Le mouvement est éprouvé. Les crédits alloués par l’Etat cessent en 1946. La guerre laisse place à une nouvelle société. Le scoutisme s’interroge sur la nécessité de changer. Il y a une véritable crise d’identité et de valeurs.

Pourtant, Michel Menu, évadé et résistant, devenu Commissaire National des Scouts de France, utilise le mythe de la guerre pour relancer le mouvement. L’aventure « Raiders » propose aux garçons de pratiquer la radio, la mécanique ou encore le parachutisme. Les récits d’actes de résistance inondent les revues et fournissent des sujets pour les grands jeux organisés. Les effectifs atteignent les 117 000 pour les seuls Scouts de France en 1946. Les unités sont très actives, comme en témoigne un extrait du calendrier des activités de trois unités du Groupe des Cadets de Notre-Dame de Bordeaux ci-dessous. Toutes les unités ont habituellement une réunion chaque jeudi et une sortie chaque dimanche. Un dimanche par mois est libéré pour la famille.

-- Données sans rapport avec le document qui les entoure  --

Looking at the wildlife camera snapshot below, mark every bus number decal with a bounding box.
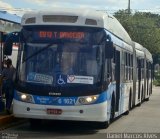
[57,98,76,105]
[63,98,76,105]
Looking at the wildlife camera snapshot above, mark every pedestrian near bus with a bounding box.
[2,58,16,114]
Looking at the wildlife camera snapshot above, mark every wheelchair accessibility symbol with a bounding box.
[57,75,66,85]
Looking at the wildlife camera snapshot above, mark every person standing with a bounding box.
[2,58,16,114]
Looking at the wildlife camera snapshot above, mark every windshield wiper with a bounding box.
[23,43,54,63]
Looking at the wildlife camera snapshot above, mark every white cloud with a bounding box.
[1,0,159,16]
[25,0,129,15]
[25,0,46,5]
[2,0,153,16]
[0,1,32,16]
[0,1,14,11]
[0,1,22,15]
[24,0,130,10]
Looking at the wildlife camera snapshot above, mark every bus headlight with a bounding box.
[78,95,98,105]
[17,92,35,103]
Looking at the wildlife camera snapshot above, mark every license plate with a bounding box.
[47,109,62,115]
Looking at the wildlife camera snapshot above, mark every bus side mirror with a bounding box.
[3,32,19,56]
[105,41,113,59]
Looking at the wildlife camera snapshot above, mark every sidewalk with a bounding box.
[106,86,160,132]
[0,91,16,129]
[0,111,26,130]
[0,89,25,129]
[0,111,15,129]
[0,101,25,130]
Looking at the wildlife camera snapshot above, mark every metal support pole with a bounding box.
[128,0,131,14]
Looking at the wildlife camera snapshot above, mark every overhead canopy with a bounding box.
[0,11,21,24]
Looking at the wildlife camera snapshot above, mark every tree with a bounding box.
[114,10,160,65]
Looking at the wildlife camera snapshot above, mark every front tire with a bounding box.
[110,94,115,121]
[124,91,132,115]
[98,94,115,129]
[99,121,109,129]
[145,97,149,101]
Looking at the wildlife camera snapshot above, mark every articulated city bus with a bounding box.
[3,8,153,128]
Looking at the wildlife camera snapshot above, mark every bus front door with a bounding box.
[115,50,120,112]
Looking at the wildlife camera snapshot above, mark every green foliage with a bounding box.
[153,71,160,86]
[114,11,160,65]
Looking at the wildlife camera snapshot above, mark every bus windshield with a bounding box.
[18,26,106,89]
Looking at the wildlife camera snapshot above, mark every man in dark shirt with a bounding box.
[2,58,16,114]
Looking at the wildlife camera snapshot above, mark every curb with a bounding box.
[0,114,26,130]
[0,114,15,126]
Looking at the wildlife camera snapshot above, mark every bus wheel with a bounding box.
[145,97,149,101]
[137,101,141,107]
[124,92,131,115]
[99,121,109,129]
[141,87,144,102]
[29,119,42,128]
[110,95,115,122]
[145,85,151,101]
[99,94,115,129]
[129,91,132,110]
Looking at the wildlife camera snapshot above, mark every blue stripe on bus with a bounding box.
[14,90,110,106]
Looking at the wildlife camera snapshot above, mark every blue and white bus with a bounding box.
[3,8,153,128]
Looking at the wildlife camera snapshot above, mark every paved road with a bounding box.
[106,86,160,133]
[0,86,160,139]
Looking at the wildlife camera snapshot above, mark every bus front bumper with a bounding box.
[13,99,109,122]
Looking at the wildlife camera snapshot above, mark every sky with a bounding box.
[0,0,160,16]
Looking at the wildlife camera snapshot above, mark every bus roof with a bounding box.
[134,42,144,51]
[134,42,153,61]
[0,11,21,24]
[134,42,145,57]
[144,47,153,62]
[21,8,132,45]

Le Jamboree (rassemblement mondial de scouts) n’a pas pu avoir lieu en 1941 comme prévu. C’est donc en 1947 que cette sombre période est oubliée lors du Jamboree de la Paix à Moisson (78). 50 000 scouts de 52 nations se retrouvent sur 750 hectares. Le gigantesque camp édite son journal quotidien, possède son train, sa banque et envoie 50 000 lettres par jour ! 

Bien qu’éprouvé, le Scoutisme a su montrer durant la guerre l’efficacité de la formation qu’il dispense, formant des chefs, aussi bien d’un point de vue moral que technique. Le Scoutisme Français a fait tout de suite le choix de la fidélité au gouvernement de Vichy, tout en s’illustrant par des actes de résistance à l’ennemi et le service aux populations. S’il semble toujours aussi solide et vivant à l’issue de la guerre, de multiples crises internes sont cependant prêtes à éclater…


Notes

1 – Père Marcel Forestier, «Jouer à la balle au chasseur», Le Chef n°163, Paris, Les Scouts de France, mai 1939, pp. 243-246.
2 – Le Chef n°170, Paris, Les Scouts de France, avril 1940, p.125.
3 – Palba 1939 et Palba 1940, Scouts de France, Paris.
4 – Le Scoutisme Français, Règles de base du Scoutisme Français, Vichy, Le Scoutisme Français, octobre 1943, p.7.
5 – André Basdevant, «Le Scoutisme Français», L’Ami des Eclaireurs de France, Vichy, L’Eclaireur de France, novembre 1941, pp. 10-11.
6 – Le Scoutisme Français, Règles de base du Scoutisme Français, Vichy, Le Scoutisme Français, octobre 1943, pp. 39-41.
7 – Jean, «Une âme de vainqueur», En suivant la Route n°28, Bordeaux, Yves Ferrière, avril 1940, pp.5-6.

Sources

Louis V.M. Fontaine, La mémoire du Scoutisme, Paris, Publication L.F, 1999, 358 p.
Louis et Rémi Fontaine, 100 scouts morts pour la France, Riaumont, Edition La Porterie de Riaumont, 2000, 335 p.
Armelle Leroy, Un siècle de Scoutisme, Hors-Collection, 2007, 170 p.
L’Olifant, Bulletin mensuel des Cadets de Notre-Dame, Bordeaux, novembre 1945 à mai 1947.